The decision that everyone should be watching, and the one that will become King Abdullah’s legacy, is who he chooses to succeed Crown Prince Sultan [the current defense minister]. First, because there’s a chance Sultan may not outlast Abdullah, but also because it will be hard, though not impossible, to remove anyone that Abdullah designates. Fahd chose Abdullah to succeed him and Sultan to succeed Abdullah. Now Abdullah has a chance to strongly suggest who should follow Sultan– an extremely important decision.
So he did not designate his other brother, Nayef?
No, not yet. He could. But that’s going to be an interesting battle, and if they’re going to pass over Nayef, Nayef will have enormous powers in getting somebody else into key positions. Prince Salman is also waiting in the wings and is someone that Washington probably could work with. So his legacy will not only be what he does as king, but whether he can assure who comes after Prince Sultan, which every king before him has been able to do.

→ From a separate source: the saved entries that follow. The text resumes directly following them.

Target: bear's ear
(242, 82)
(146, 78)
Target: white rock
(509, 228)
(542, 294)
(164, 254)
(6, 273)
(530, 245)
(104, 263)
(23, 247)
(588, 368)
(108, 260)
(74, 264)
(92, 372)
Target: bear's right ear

What are the most important things on the current U.S. agenda with Saudi Arabia?
I think there are three things the United States wants from Saudi Arabia. It wants seriousness of purpose in the war on terror, including continued monitoring and reigning in of terrorist financing. The Saudis have shown some improvement on this, certainly since September 11, but they still have a way to go. As part of the fight against terrorism, Washington also wants Saudi Arabia to stabilize its policies toward Iraq, and tamp down on the religious excesses within Saudi society and its proselytizing, which has been allowed to flourish since the early 1980s.
Secondly, the United States would like to see some movement toward political and social reform. Abdullah is a good king for that.
The third issue is oil. At the moment, oil prices are clearly higher than the United States would like, but Saudi Arabia, in general, is not seen as the main culprit of that. There are a number of contributing factors, including voracious demand from India and China. So oil will always be important to American-Saudi conversations, but it’s an area where we have shared interests in bringing the price down a little bit, and Saudi Arabia is not viewed as the key to the current crisis.